Delmuth’s expression changed. He got up, sat at the top of Paul’s bed and held Paul’s arm.

“Look, old mans—is all just a joke. You know this. Or we joke or we go mad. I was ill all the war—bombardments, German occupation, no food. And in this time I had still to support myself and my wife. You see? I know what it is to relapse. But for you is not so—you have no one, you are alone. One day you have no money. All right. Good. Your country has free welfare. You go back there and you still have bed and food!”

Paul got out of bed.

“Why you get up?”

“I must go down to the hall.”

“Why?”

“To telephone.” Paul put on his socks and dressing-gown.

“Who you telephone? Your mistress?”

“Never mind.”

“Who you telephone?” Delmuth barred Paul’s way to the door.

“Let me pass.”

“You telephone Lotus Flower! Since my wife is come she have someone else.”

Paul pushed Delmuth aside; in his present state of tension he would not have a moment of tranquillity until he had spoken with Dr. Dubois. Once outside his room, he realised that he was weaker than he had thought; his fever was returning; his pyjama jacket was adhering to his back. The lift was in operation. He steadied himself at the head of the stairs, then started to descend. The rapidity of his heart-beat forced him to sit down. When he got up again a movement inside his chest showed that the secretion was re-forming.

There was no directory in the telephone booth. Cursing his luck, Paul went in search of Emile. Emile was not to be found. Paul’s heart was again beating too quickly to allow him to remain standing; he shut himself in the telephone booth and sat on the chair. Then he noticed that someone had written the number of the Universel in pencil on the wall.

“Dr. Dubois is not here. Who is calling?” came the voice of Dr. Dubois’s secretary. Then: “Monsieur Davenant! But Dr. Dubois left here a quarter of an hour ago specially to see you before catching his train. Hurry back to your room or you will miss him.”

Paul replaced the receiver and returned as quickly as he could to his room. Delmuth was still there.

“Hello, sick mans.”

“Has Dubois——” Paul leant against the wall. “Has Dubois been here?”

“Yes.”

“Where is he?”

“Gone. He could not wait.” Delmuth followed Paul into the passage. “You lose your time. He is in the train to Paris,” he shouted after him. “He say he will see you when he come back in one week ….”

Dusty, slothful flies like miniature hedgehogs, the oviparous, philoprogenitive, all-season nurslings of the primitive central-heating installation, were emerging from their places of concealment, dipping stridently across the room to Paul’s bedside lamp and, like their forebears eighteen months earlier, transforming the glass bowl into an illuminated, transparent hive. Eviction was complicated and purposeless—the swarm would return as to a carcase.

Paul’s supper tray lay in front of him; delivered at half-past six and now, at half-past ten, still uncollected, it would inevitably remain for the night.

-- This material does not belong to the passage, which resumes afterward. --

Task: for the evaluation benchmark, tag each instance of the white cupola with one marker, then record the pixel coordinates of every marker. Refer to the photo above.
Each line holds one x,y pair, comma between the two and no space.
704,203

A book by Mauriac (open at a page on which the author asserted the belief that the virtual sum total of terrestrial unhappiness was the product of illicit sexual relationships) was supported against a tureen of grey, greasy soup. Intermittently Paul read a page, half a page, a few lines.

Delmuth had left at midday. Ten and a half hours gone; nine and a half hours to go. Then the arrival of the breakfast tray, the making of the bed, the summons to the Service Médical; then a further twenty hours to devote to Mauriac. When for a few seconds the flies were silent, Paul could hear the ticking of his watch.

The moment when the crags and valleys of past and future are flattened into the infinite desert of the present; the moment that in company, in mirth or in grief, seems non-potential to the human condition; the moment when the soul looks at itself in the mirror and sees there is no reflection. If Delmuth, Bruneau or Emile could have walked through the door, Paul would have wept with relief.